Madres de jóvenes desaparecidas y asesinadas exigieron en el Senado de la República que no haya ni una mujer víctima más de violencia de género en el país.

“Mi hija no se suicidó, la asesinaron”, afirmó Silvia Vargas Velasco, madre de Catalina Rico Vargas cuyo crimen fue clasificado como suicidio por las autoridades del Estado de México hace más de 5 años.

A la familia le han negado el acceso a los expedientes del crimen de Catalina y aún no es reclasificado.


“La autoridad seguirá diciendo: ‘son suicidios’ (...) La sentencia Mariana Lima dice que toda muerte violenta de mujer debe de investigarse con perspectiva de género”, apuntó

Así lo expresó Vargas Velasco durante la entrega del reconocimiento “Siempre por ellas” a madres y familiares de víctimas de violencia de género, feminicidio y desaparición, por su lucha por encontrar la justicia para sus familiares.

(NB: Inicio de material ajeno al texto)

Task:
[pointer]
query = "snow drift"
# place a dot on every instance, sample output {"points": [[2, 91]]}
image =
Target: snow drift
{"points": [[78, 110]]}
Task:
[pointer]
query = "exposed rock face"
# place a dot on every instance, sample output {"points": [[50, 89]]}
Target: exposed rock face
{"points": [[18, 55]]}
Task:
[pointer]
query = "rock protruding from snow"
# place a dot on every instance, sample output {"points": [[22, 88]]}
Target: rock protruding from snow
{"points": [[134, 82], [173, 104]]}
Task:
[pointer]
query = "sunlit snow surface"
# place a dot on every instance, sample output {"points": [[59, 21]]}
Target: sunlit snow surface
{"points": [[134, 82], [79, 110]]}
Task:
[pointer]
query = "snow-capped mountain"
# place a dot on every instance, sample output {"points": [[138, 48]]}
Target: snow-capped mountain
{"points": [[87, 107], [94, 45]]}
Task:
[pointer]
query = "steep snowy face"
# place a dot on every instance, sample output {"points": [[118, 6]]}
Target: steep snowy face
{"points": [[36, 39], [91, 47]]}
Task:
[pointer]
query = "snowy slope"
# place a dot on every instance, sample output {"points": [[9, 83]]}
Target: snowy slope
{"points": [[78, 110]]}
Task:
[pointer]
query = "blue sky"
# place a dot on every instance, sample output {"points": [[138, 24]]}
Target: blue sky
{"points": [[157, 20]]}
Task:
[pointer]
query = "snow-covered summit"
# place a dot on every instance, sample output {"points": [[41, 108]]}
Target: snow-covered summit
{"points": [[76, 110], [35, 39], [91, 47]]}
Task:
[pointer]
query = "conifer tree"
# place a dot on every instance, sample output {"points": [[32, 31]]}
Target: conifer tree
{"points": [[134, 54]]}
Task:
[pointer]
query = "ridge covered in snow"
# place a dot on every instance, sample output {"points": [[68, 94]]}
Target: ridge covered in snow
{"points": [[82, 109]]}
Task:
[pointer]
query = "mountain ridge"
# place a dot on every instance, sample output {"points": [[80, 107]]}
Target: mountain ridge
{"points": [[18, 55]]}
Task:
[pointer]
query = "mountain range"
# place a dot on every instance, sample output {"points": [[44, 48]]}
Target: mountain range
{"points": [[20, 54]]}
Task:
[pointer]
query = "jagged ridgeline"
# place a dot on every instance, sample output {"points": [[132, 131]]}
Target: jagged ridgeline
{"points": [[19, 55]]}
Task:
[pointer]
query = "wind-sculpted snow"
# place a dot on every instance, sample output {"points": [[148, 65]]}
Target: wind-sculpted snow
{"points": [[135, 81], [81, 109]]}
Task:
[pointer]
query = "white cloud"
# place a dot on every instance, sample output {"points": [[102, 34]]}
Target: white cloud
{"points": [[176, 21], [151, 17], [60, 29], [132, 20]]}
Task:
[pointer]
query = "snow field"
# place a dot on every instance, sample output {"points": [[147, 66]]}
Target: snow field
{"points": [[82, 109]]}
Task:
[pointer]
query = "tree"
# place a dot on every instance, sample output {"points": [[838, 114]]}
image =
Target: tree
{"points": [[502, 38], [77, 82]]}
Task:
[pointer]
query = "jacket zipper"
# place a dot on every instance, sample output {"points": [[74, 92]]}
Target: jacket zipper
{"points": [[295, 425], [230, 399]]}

También se reconoció a las periodistas Azucena Uresti y a Lucía Lagunes por su apoyo para visibilizar el problema de la violencia de género y por acompañar a las víctimas en sus procesos judiciales.

El reconocimiento también lo recibió Carmen Volante y Esteban Gallardo Volante familiares de Pamela Gallardo Volante, quienes denunciaron que las autoridades capitalinas nunca quisieron buscar a la joven desaparecida en 2017.

“Es el mismo operar: simular, contener y pretextar. Lo peor de todo es que nos dicen ‘seguimos pendientes’ pero pendientes de qué”, reclamó Esteban Gallardo Volante.

Por último, lo entregaron a Magdalena Velarde Tepos, madre de Fernanda Sánchez Velarde a quien su esposo asesinó en Cuautitlán Izcalli en el año 2014.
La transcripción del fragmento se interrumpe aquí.